The development of cervical cancer is linked to cell changes caused by some strains of the human papillomavirus (HPV), a virus that is also associated with genital warts.

It is worth emphasising that the reason the small increase in the number of cases of cervical cancer in HIV-positive women has been noticed is likely to be that women with HIV are living longer. Anti-HIV drugs do not cause cervical cancer.

Often the immune system successfully clears infection with HPV. HIV treatment does not have a direct effect against HPV. However HIV treatment does improve the ability of the immune system to fight infections, including HPV.

Risk factors for cervical cancer

Human papillomavirus (HPV), is the underlying cause of cervical cancer. Infection with HPV is very common and is quite widespread amongst women with HIV. There are many different strains of HPV and only a few of these appear to cause cancer. Some strains of HPV cause visible, cauliflower-like warts on the genitals, but these are not the strains associated with cervical cancer.

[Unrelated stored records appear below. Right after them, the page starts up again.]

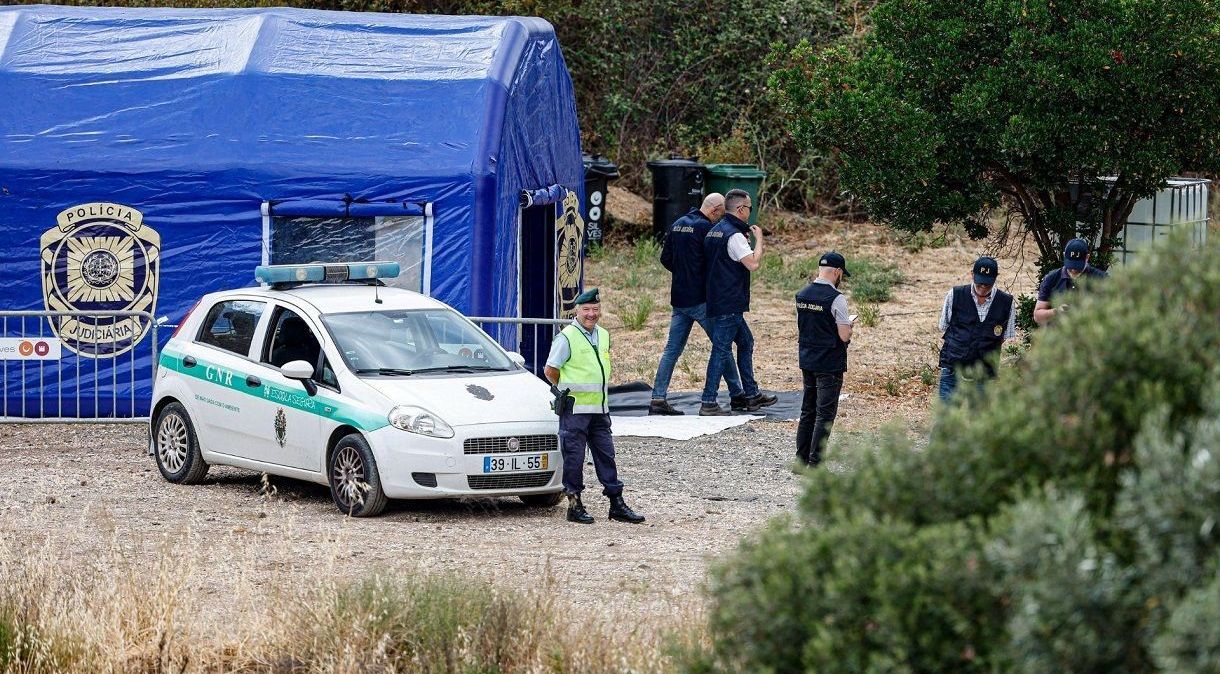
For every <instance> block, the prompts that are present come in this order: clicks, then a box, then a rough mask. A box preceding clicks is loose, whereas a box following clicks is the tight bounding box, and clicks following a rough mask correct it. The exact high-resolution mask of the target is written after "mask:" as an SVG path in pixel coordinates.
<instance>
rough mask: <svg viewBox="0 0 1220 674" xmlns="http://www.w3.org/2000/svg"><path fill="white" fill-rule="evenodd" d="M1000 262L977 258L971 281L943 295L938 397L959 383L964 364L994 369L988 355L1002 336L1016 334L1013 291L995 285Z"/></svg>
mask: <svg viewBox="0 0 1220 674" xmlns="http://www.w3.org/2000/svg"><path fill="white" fill-rule="evenodd" d="M997 276H999V265H998V264H997V263H996V260H994V258H987V256H983V258H978V259H977V260H975V266H974V281H975V282H974V283H971V284H966V286H958V287H955V288H953V289H952V291H949V293H948V294H947V295H944V306H943V308H942V310H941V331H942V332H943V333H944V346H943V347H941V399H942V400H944V399H948V398H949V396H952V394H953V391H954V390H955V388H956V387H958V376H959V375H960V374H961V369H963V368H967V366H970V365H975V364H982V368H983V372H985V374H986V375H987V376H993V375H994V374H996V370H994V368H993V365H992V363H991V361H989V359H988V357H989V355H991V354H993V353H996V352H998V350H999V348H1000V347H1002V346H1003V344H1004V339H1011V338H1013V337H1015V336H1016V313H1015V311H1013V295H1010V294H1008V293H1005V292H1004V291H1000V289H998V288H996V277H997Z"/></svg>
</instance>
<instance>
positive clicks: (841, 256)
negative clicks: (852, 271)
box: [817, 250, 852, 276]
mask: <svg viewBox="0 0 1220 674" xmlns="http://www.w3.org/2000/svg"><path fill="white" fill-rule="evenodd" d="M817 266H830V267H834V269H842V270H843V276H852V272H850V271H848V270H847V260H844V259H843V255H839V254H838V253H836V252H833V250H831V252H830V253H822V259H820V260H817Z"/></svg>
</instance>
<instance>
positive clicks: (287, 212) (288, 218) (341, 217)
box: [262, 199, 433, 294]
mask: <svg viewBox="0 0 1220 674" xmlns="http://www.w3.org/2000/svg"><path fill="white" fill-rule="evenodd" d="M432 226H433V217H432V204H412V203H383V204H368V203H353V201H348V200H342V201H340V200H322V199H296V200H288V201H265V203H264V204H262V264H272V265H289V264H301V263H340V261H357V260H387V261H394V263H398V264H399V267H400V269H401V272H400V274H399V277H398V278H392V280H387V284H388V286H393V287H397V288H405V289H407V291H415V292H418V293H423V294H431V291H432V264H431V263H432V260H431V258H432Z"/></svg>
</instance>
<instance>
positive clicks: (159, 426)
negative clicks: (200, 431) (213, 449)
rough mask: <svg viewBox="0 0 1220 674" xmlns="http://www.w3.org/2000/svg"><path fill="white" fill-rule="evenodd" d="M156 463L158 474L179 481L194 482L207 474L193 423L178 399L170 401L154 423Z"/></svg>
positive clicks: (153, 452) (196, 484)
mask: <svg viewBox="0 0 1220 674" xmlns="http://www.w3.org/2000/svg"><path fill="white" fill-rule="evenodd" d="M152 442H154V448H155V451H154V452H152V454H154V455H155V457H156V466H157V469H159V470H160V471H161V476H162V477H165V479H166V480H168V481H171V482H176V484H179V485H198V484H199V482H203V481H204V477H205V476H206V475H207V462H205V460H204V457H203V454H201V453H200V452H199V438H198V436H195V425H194V424H192V422H190V415H188V414H187V408H184V407H182V403H170V404H168V405H166V407H165V409H162V410H161V414H159V415H157V418H156V426H154V437H152Z"/></svg>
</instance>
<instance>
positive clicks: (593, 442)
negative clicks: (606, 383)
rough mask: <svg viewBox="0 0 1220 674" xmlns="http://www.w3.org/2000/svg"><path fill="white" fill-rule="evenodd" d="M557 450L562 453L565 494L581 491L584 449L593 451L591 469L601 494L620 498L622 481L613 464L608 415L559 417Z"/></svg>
mask: <svg viewBox="0 0 1220 674" xmlns="http://www.w3.org/2000/svg"><path fill="white" fill-rule="evenodd" d="M559 440H560V442H561V447H560V451H561V452H562V454H564V492H566V493H581V492H582V491H584V447H586V446H588V448H589V449H590V451H592V452H593V469H594V470H597V474H598V481H599V482H601V493H604V495H606V496H619V495H621V493H622V482H620V481H619V469H617V468H615V465H614V438H612V436H611V435H610V415H609V414H565V415H562V416H560V418H559Z"/></svg>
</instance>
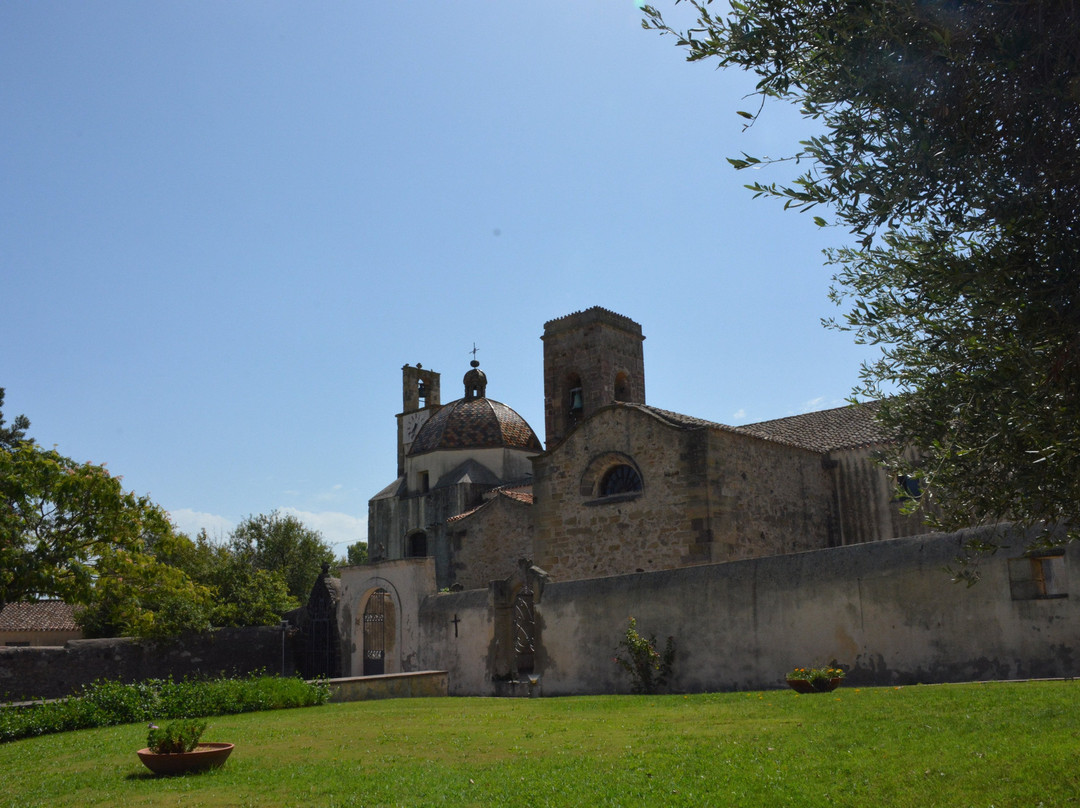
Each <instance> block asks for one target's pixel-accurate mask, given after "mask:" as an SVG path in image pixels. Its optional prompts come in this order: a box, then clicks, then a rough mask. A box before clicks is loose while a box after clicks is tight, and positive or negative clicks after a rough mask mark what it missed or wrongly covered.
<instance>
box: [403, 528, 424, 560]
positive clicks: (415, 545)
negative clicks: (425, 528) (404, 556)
mask: <svg viewBox="0 0 1080 808" xmlns="http://www.w3.org/2000/svg"><path fill="white" fill-rule="evenodd" d="M405 543H406V547H405V557H406V558H423V557H424V556H426V555H428V534H426V533H424V531H423V530H417V531H416V533H411V534H409V535H408V537H407V538H406V539H405Z"/></svg>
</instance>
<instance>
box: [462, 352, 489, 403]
mask: <svg viewBox="0 0 1080 808" xmlns="http://www.w3.org/2000/svg"><path fill="white" fill-rule="evenodd" d="M469 364H470V365H472V369H471V371H469V372H468V373H467V374H465V378H464V382H465V401H472V400H473V399H486V398H487V376H486V375H485V374H484V372H483V371H481V369H480V362H477V361H476V360H473V361H472V362H470V363H469Z"/></svg>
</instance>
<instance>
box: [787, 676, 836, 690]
mask: <svg viewBox="0 0 1080 808" xmlns="http://www.w3.org/2000/svg"><path fill="white" fill-rule="evenodd" d="M841 682H843V679H842V678H839V677H837V678H835V679H816V681H815V682H809V681H807V679H787V686H788V687H789V688H792V689H793V690H794V691H795V692H797V693H827V692H832V691H833V690H835V689H836V688H838V687H839V686H840V683H841Z"/></svg>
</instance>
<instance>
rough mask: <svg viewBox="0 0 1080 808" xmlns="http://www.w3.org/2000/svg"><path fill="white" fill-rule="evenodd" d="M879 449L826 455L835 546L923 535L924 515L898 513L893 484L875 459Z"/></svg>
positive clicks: (895, 498)
mask: <svg viewBox="0 0 1080 808" xmlns="http://www.w3.org/2000/svg"><path fill="white" fill-rule="evenodd" d="M882 448H883V447H881V446H863V447H859V448H852V449H839V450H835V452H832V453H829V455H831V458H832V459H833V460H834V461H835V463H836V464H835V467H834V469H833V475H834V480H835V485H836V491H837V494H836V496H837V503H838V507H839V511H840V519H839V536H838V537H837V541H836V542H835V543H837V544H858V543H861V542H864V541H877V540H878V539H881V538H900V537H901V536H918V535H919V534H922V533H926V529H927V528H926V525H924V524H923V517H924V514H921V513H917V514H913V515H905V514H903V513H901V506H902V504H903V502H902V501H901V500H900V499H899V498H897V496H896V481H895V480H893V479H892V477H891V476H889V474H887V473H886V471H885V469H882V468H881V466H880V463H879V462H878V461H877V460H876V459H875V454H876V453H877V452H880V450H881V449H882Z"/></svg>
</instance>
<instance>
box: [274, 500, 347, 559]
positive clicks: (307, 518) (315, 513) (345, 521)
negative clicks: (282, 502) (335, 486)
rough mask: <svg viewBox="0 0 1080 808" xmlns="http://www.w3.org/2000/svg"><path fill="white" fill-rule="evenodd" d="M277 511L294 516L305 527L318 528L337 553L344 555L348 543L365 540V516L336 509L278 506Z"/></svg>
mask: <svg viewBox="0 0 1080 808" xmlns="http://www.w3.org/2000/svg"><path fill="white" fill-rule="evenodd" d="M278 512H279V513H283V514H287V515H289V516H296V519H298V520H299V521H300V522H302V523H303V526H305V527H310V528H311V529H312V530H319V533H321V534H322V535H323V538H324V539H325V540H326V542H327V543H328V544H330V546H333V547H334V552H335V553H337V554H339V555H345V548H346V547H348V546H349V544H354V543H356V542H357V541H367V517H359V516H353V515H352V514H349V513H340V512H338V511H318V512H315V511H301V510H299V509H297V508H279V509H278Z"/></svg>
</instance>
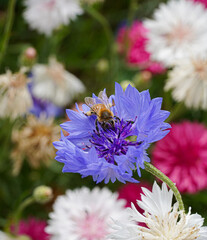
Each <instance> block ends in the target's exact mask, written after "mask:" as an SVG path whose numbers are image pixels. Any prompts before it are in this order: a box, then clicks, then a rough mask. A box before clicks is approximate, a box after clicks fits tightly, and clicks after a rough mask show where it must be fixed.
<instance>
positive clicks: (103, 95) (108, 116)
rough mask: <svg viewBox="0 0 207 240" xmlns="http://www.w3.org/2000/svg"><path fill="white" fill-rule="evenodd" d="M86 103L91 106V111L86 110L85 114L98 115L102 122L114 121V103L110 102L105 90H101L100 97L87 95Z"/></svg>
mask: <svg viewBox="0 0 207 240" xmlns="http://www.w3.org/2000/svg"><path fill="white" fill-rule="evenodd" d="M85 103H86V105H87V106H88V107H90V111H88V112H86V113H85V115H87V116H90V115H96V116H97V120H98V122H100V123H110V124H112V123H113V117H114V114H113V112H112V111H111V107H112V106H113V104H110V103H109V99H108V97H107V95H106V93H105V91H101V92H100V93H99V95H98V98H91V97H86V98H85Z"/></svg>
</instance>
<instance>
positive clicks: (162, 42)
mask: <svg viewBox="0 0 207 240" xmlns="http://www.w3.org/2000/svg"><path fill="white" fill-rule="evenodd" d="M206 22H207V12H206V9H205V8H204V6H203V5H202V4H200V3H195V2H193V1H189V0H171V1H169V2H167V3H166V4H164V3H162V4H161V5H160V7H159V8H158V9H157V10H155V13H154V18H153V19H152V20H146V21H145V22H144V25H145V26H146V28H147V29H148V34H147V37H148V38H149V41H148V42H147V49H148V51H149V52H150V53H151V54H152V58H153V59H154V60H156V61H160V62H161V63H163V64H164V65H165V66H171V65H172V64H175V63H176V61H177V60H178V59H182V58H185V57H188V54H189V53H195V54H200V53H202V52H203V51H206V50H207V45H206V42H207V25H206Z"/></svg>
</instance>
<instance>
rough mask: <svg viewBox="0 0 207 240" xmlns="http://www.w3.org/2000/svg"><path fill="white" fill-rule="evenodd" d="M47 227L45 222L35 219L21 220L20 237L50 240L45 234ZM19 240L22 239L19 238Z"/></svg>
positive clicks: (39, 239) (38, 239)
mask: <svg viewBox="0 0 207 240" xmlns="http://www.w3.org/2000/svg"><path fill="white" fill-rule="evenodd" d="M46 226H47V223H46V222H45V221H44V220H39V219H36V218H33V217H32V218H29V219H27V220H21V221H20V222H19V224H18V235H24V236H28V237H29V239H31V240H48V239H49V235H48V234H47V233H46V232H45V227H46ZM12 231H13V232H14V227H12ZM0 239H1V238H0ZM2 240H3V239H2ZM18 240H20V239H19V238H18Z"/></svg>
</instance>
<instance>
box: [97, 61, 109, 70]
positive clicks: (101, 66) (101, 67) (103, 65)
mask: <svg viewBox="0 0 207 240" xmlns="http://www.w3.org/2000/svg"><path fill="white" fill-rule="evenodd" d="M96 68H97V70H98V71H99V72H107V71H108V70H109V62H108V60H107V59H105V58H102V59H100V60H99V61H98V63H97V65H96Z"/></svg>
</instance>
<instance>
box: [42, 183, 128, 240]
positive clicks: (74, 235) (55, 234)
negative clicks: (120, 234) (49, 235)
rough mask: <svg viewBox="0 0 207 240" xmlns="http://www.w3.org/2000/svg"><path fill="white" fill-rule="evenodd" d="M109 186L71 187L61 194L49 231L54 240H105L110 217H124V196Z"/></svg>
mask: <svg viewBox="0 0 207 240" xmlns="http://www.w3.org/2000/svg"><path fill="white" fill-rule="evenodd" d="M117 198H118V194H117V193H112V192H110V191H109V190H108V189H107V188H103V189H99V188H97V187H96V188H94V189H93V190H92V191H90V190H89V189H88V188H85V187H83V188H81V189H76V190H74V191H71V190H68V191H67V192H66V195H64V196H59V197H58V198H57V200H56V202H55V204H54V207H53V208H54V210H53V212H52V213H50V215H49V217H50V220H49V221H48V227H47V228H46V232H47V233H49V234H50V235H51V240H65V239H68V236H70V240H76V239H84V240H99V239H101V240H105V239H108V238H106V237H107V235H108V234H109V233H111V230H110V227H109V226H110V224H111V223H112V219H111V218H122V217H124V216H125V214H123V210H124V204H125V201H124V200H118V199H117Z"/></svg>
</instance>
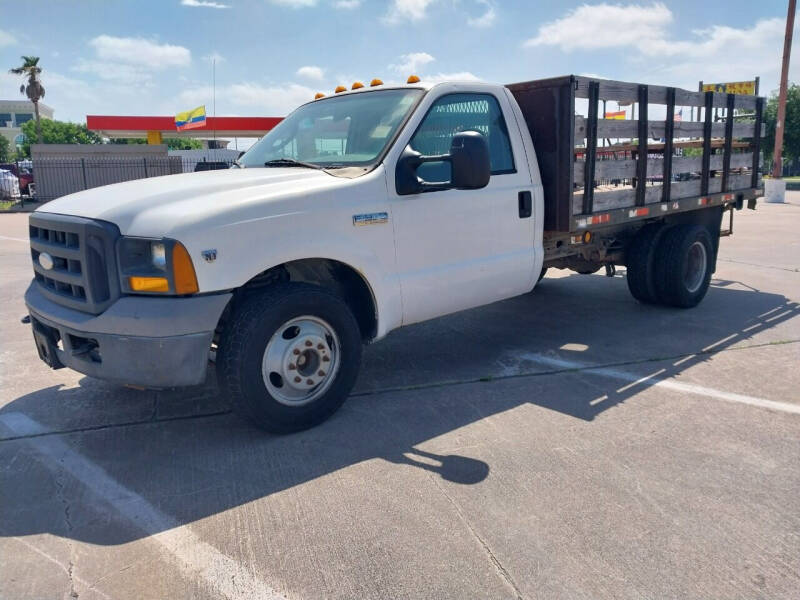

In most cases, the body is able to clear infection with HPV, even of those strains that could cause cancer. However, HIV-positive women, particularly if they have a weak immune system, are less likely to be able to clear HPV infection naturally. Nevertheless, it is worth noting that even if high-risk strains of HPV persist, they usually do not cause cancer.

Women who became sexually active at a very young age or who have had many sexual partners have a higher risk of being infected with high-risk strains of HPV.

There is also some evidence that smoking increases the risk of cervical cancer if you are infected with high-risk strains of HPV.

Cell changes

Before cervical cancer develops, cells in the cervix go through a number of changes over many years. These pre-cancerous lesions are often called CIN (cervical intraepithelial neoplasia). They are graded according to their stage – CIN I, CIN II, and CIN III.

Screening

Cervical screening tests (often called Pap smears) can detect pre-cancerous changes to cells in the cervix before cancer develops. The test involves taking a sample of cells from the lining of the cervix. In the UK all women between the ages of 20 and 64 are recommended to have regular cervical screening.

Women with HIV are advised to have screening more frequently than other women. HIV-positive women should have a cervical smear when they are first diagnosed with HIV, six months after this, and then every year.

The cervix can be examined in more detail using a magnifying instrument called a colposcopy. At the same time small samples of tissue can be removed and examined under a microscope to see if pre-cancerous changes in the cells have occurred.

Symptoms of changes to cells in the cervix include bleeding after sex, bleeding between periods and an unusual discharge from the vagina. However, these symptoms usually do not appear until there are pre-cancerous changes, or even until the cancer is well-developed, so regular cervical screening is strongly recommended.

Treatment for pre-cancerous cells/cervical cancer

The earlier the treatment is provided the better, and if caught early the treatment of pre-cancerous changes in the cervix can be highly successful.

Pre-cancerous lesions can be treated by non-surgical means such as freezing with liquid nitrogen or laser treatment. There are also simple surgical procedures that involve removing a layer of pre-cancerous cells.

If the lesions are more advanced or cancer develops it is likely that surgery will be combined with local radiotherapy and chemotherapy. There is some evidence that women who take HIV treatment after treatment for pre-cancerous cervical changes or cervical cancer and have an undetectable viral load are less likely to develop a recurrence of the condition.

Vaccine

Two vaccines have been approved that provide some protection against the strains of HPV that are associated with the highest risk of cervical cancer.  NHS guidance suggests that one of these should be provided to girls before they are sexually active. Clinical trials are underway to see how safe and effective one of the vaccines is in women with HIV.